Critics should not be targeting Peter Handke but the Swedish Academy for its decision to award the Nobel Prize to a genocide denier and for its ideological turn to the right, theatre director and prominent Bosnian intellectual, Haris Pasovic, told N1 on Wednesday.
“Handke is a failed writer,” Pasovic declared, adding that the new laureate has not written anything serious in the past 20 years, and is in a crisis for the past 30.
“He can think what he wants and say what he wants. But when a national institution like the Swedish Academy decides to single out a man who is most known for his genocide denial and who held a speech at (Slobodan) Milosevic’s funeral, then that can not be a coincidence. I think the Academy did this on purpose,” Pasovic said.
As the Nobel Prize Committee was handing the award to Handke on Tuesday, hundreds of people, mostly Bosnians, protested in downtown Stockholm.
Handke is known for his controversial stances on the 1992-95 Bosnian war. He was a vocal supporter of the policies of Slobodan Milosevic and even spoke at the 2006 funeral of the Serbian strongman.
Survivors and family members of those who were killed in the massacres in Bosnia between 1992 and 1995 protested in front of the Swedish Embassy in Sarajevo after the news that Handke would receive the Prize came out, calling him a genocide denier and an apologist for Bosnian Serb war crimes and demanding that the Swedish Academy withdraws its decision.
Pasovic explained that the right-wing ideology has been gripping Europe and that the Royal Swedish Academy of Sciences is only part of the trend.
“Racism is a serious issue and the return of the European right is a serious issue,” he said, reminding that the wars in Yugoslavia were prepared by academics.
“The Academy sent a message to extremists throughout the world that when they say their hate speech is actually literature, that is legitimate,” he said.
He pointed out that it was particularly troubling that King Gustav handed out a humanistic award to a man who denies crimes against humanity.
“For me, Handke himself is not the problem, but the state of Sweden. Now it revealed what it really thinks about refugees who came to Sweden,” he said.
“We have for years been building bridges, for 25 years we are working on bringing divided people back together, to heal the situation in the Balkans. Now they have thrown a bone among us over which we will bicker.
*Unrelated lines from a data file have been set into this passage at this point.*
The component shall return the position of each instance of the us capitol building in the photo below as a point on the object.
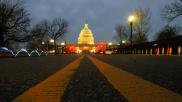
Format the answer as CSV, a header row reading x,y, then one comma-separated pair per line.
x,y
86,40
86,36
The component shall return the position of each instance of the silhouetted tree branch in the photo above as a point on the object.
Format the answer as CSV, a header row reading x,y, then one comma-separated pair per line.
x,y
14,21
172,11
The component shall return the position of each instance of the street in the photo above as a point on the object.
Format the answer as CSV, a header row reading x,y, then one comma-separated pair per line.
x,y
90,78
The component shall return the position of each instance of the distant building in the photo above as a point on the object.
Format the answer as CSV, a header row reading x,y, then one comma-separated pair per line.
x,y
86,36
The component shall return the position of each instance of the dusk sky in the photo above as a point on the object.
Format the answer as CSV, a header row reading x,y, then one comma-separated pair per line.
x,y
102,15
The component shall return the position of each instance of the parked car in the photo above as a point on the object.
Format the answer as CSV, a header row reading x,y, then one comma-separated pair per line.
x,y
108,51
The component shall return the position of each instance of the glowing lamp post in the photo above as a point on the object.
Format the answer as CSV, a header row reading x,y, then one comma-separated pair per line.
x,y
131,19
51,41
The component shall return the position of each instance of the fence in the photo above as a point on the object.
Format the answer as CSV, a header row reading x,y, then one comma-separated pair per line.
x,y
171,46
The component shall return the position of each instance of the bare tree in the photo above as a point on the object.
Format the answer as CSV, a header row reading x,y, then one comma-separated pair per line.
x,y
121,33
172,11
141,25
168,32
57,29
14,20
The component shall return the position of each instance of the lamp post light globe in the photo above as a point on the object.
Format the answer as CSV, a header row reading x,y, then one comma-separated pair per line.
x,y
110,43
51,41
63,44
43,43
131,18
123,42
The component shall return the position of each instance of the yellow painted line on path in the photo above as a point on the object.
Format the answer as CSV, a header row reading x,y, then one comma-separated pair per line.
x,y
134,88
51,89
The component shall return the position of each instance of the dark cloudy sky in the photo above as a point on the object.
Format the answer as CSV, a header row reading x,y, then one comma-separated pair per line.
x,y
102,15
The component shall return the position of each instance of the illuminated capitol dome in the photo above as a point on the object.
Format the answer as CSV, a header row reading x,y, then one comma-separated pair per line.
x,y
86,36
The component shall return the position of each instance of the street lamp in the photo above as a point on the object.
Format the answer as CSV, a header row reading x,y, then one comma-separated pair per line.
x,y
51,40
123,42
63,44
131,19
110,43
43,42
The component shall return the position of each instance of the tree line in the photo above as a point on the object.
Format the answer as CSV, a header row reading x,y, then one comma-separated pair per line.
x,y
15,26
142,24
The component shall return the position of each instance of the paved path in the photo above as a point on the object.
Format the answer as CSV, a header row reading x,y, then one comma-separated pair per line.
x,y
92,80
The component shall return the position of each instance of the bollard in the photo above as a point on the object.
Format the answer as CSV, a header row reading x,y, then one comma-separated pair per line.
x,y
151,51
158,52
142,52
162,51
179,50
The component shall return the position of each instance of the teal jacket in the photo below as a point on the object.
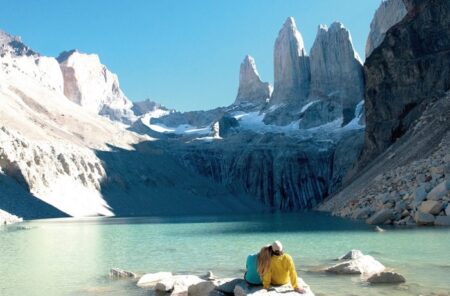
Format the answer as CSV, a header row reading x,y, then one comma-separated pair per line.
x,y
252,275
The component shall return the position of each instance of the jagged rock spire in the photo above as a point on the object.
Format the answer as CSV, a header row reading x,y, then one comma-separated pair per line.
x,y
291,66
336,69
251,88
90,84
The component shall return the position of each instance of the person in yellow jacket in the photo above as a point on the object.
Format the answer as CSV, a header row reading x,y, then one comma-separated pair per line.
x,y
282,269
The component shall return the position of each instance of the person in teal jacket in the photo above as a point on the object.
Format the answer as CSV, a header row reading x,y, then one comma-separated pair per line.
x,y
257,265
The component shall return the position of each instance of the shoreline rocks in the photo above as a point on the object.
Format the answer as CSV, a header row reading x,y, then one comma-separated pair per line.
x,y
372,271
386,277
192,285
355,262
7,218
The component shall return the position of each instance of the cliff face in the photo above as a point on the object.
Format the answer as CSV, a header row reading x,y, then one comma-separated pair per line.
x,y
336,69
291,66
284,173
403,174
411,66
251,89
91,85
388,14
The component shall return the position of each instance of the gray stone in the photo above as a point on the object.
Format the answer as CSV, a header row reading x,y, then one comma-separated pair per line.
x,y
442,221
291,66
439,191
388,14
381,216
120,273
386,277
336,69
227,285
420,194
320,112
423,218
165,285
363,213
251,88
431,207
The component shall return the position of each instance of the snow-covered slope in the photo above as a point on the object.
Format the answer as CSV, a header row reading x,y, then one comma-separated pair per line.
x,y
90,84
59,158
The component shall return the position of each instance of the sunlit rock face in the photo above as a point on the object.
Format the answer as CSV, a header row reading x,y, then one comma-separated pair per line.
x,y
91,85
388,14
251,89
336,69
291,66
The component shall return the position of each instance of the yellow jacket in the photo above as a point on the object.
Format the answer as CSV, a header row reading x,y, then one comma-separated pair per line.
x,y
281,271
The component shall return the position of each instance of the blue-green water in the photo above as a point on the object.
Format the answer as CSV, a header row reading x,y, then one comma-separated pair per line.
x,y
73,257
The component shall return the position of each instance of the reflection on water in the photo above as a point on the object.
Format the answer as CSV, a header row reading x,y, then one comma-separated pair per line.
x,y
73,257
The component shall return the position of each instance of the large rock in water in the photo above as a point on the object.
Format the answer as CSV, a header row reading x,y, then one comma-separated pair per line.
x,y
151,279
388,14
410,69
90,84
251,88
386,277
291,66
286,290
355,262
336,69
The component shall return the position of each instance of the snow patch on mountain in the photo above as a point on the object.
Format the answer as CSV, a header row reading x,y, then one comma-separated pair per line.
x,y
91,85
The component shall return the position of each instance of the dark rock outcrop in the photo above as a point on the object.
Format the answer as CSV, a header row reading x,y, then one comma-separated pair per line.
x,y
410,67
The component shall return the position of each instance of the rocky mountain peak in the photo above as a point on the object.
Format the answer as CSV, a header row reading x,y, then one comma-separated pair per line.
x,y
90,84
388,14
251,88
336,69
13,45
291,66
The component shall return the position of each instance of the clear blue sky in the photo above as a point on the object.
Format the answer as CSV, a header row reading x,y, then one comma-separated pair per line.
x,y
183,54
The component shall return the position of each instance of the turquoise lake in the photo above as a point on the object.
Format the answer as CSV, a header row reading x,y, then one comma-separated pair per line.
x,y
73,257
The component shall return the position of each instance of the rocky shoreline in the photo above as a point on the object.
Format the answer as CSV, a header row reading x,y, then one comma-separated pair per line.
x,y
166,283
6,218
414,194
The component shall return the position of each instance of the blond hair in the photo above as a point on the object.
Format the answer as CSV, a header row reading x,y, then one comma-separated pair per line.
x,y
264,260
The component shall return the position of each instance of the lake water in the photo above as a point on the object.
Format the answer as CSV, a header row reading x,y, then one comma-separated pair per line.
x,y
73,257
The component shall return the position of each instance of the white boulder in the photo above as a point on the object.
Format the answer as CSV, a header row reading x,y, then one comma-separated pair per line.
x,y
386,277
286,290
151,279
120,273
357,264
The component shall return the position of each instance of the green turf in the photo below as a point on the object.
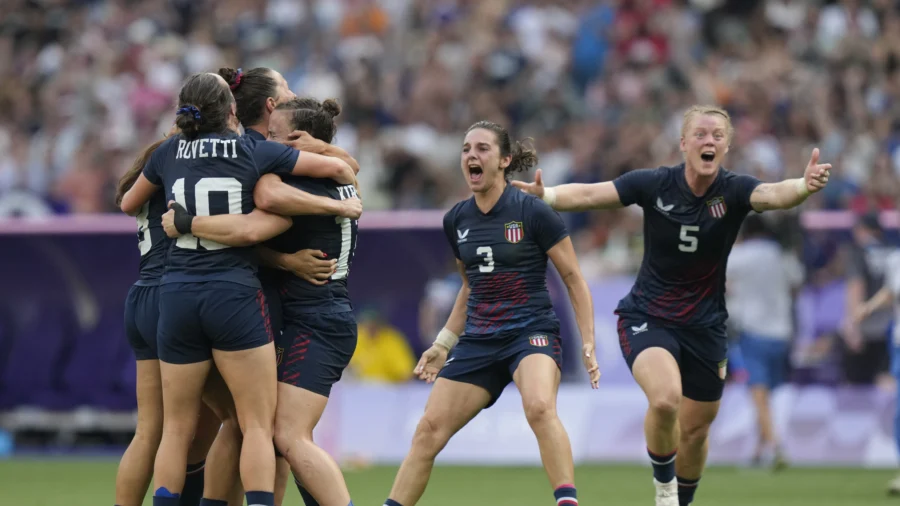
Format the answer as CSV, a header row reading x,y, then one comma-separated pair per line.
x,y
90,483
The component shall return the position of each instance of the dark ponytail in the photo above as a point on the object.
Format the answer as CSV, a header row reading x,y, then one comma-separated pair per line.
x,y
251,89
127,180
188,120
313,117
522,153
204,105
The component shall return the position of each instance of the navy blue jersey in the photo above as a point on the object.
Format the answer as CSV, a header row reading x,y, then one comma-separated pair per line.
x,y
334,235
210,175
152,240
505,254
687,240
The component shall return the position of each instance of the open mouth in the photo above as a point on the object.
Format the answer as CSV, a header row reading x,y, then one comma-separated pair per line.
x,y
475,173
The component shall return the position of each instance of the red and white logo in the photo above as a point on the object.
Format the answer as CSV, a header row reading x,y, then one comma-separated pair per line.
x,y
514,232
717,207
539,340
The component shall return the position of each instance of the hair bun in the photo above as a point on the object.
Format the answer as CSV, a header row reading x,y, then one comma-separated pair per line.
x,y
331,107
229,75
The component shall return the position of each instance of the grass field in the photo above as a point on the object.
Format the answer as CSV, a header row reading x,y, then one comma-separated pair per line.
x,y
90,483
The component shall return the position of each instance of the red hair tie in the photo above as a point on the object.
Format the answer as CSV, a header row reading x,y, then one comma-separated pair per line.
x,y
237,79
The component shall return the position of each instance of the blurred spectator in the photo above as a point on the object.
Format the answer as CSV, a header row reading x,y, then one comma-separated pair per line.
x,y
382,352
865,357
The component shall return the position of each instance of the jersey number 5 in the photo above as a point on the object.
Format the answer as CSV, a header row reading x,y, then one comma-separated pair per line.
x,y
229,185
688,241
488,258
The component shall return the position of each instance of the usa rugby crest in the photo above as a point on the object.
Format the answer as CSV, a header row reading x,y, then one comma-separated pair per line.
x,y
514,231
716,207
539,340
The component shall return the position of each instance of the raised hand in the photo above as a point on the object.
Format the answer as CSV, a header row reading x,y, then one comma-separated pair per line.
x,y
816,174
312,266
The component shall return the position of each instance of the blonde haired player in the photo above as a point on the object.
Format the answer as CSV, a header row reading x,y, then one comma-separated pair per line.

Handke is on the front pages in Serbia,” he said.
“I would declare the Swedish Academy persona non grata,” he stressed, referring to a Wednesday decision of the Sarajevo local government to declare Handke persona non grata.
“Handke did not hand that award out to himself, but the Academy did,” he argued, adding that the Academy is not a non-governmental organisation or a private group of people, but a national institution “which, on behalf of Sweden, awards someone else’s money – Alfred Nobel’s – and has among hundreds of thousands of writers decided to award the only one who spoke about the war in Bosnia and Herzegovina in this way.”
The director also argued that Handke can not be good for Serbia either.
“If Handke supported Milosevic, then how can he be seen as a support of Serbs? Milosevic was the worst ruler in Serbia’s history. Nobody has damaged Serbia as much as Milosevic,” he stressed.
Serbian President Aleksandar Vucic sent a congratulatory note to Handke.
“Now, apart from Ivo Andric, we celebrate another of our Nobel recipients,” the note said.
“Handke was granted Yugoslav citizenship and (Vucic’s statement) is propaganda. Vucic never read Handke’s work, it is a propaganda machine, it has nothing to do with literature and that is the damage which Sweden has caused in Europe, especially in the Balkans,” Pasovic commented.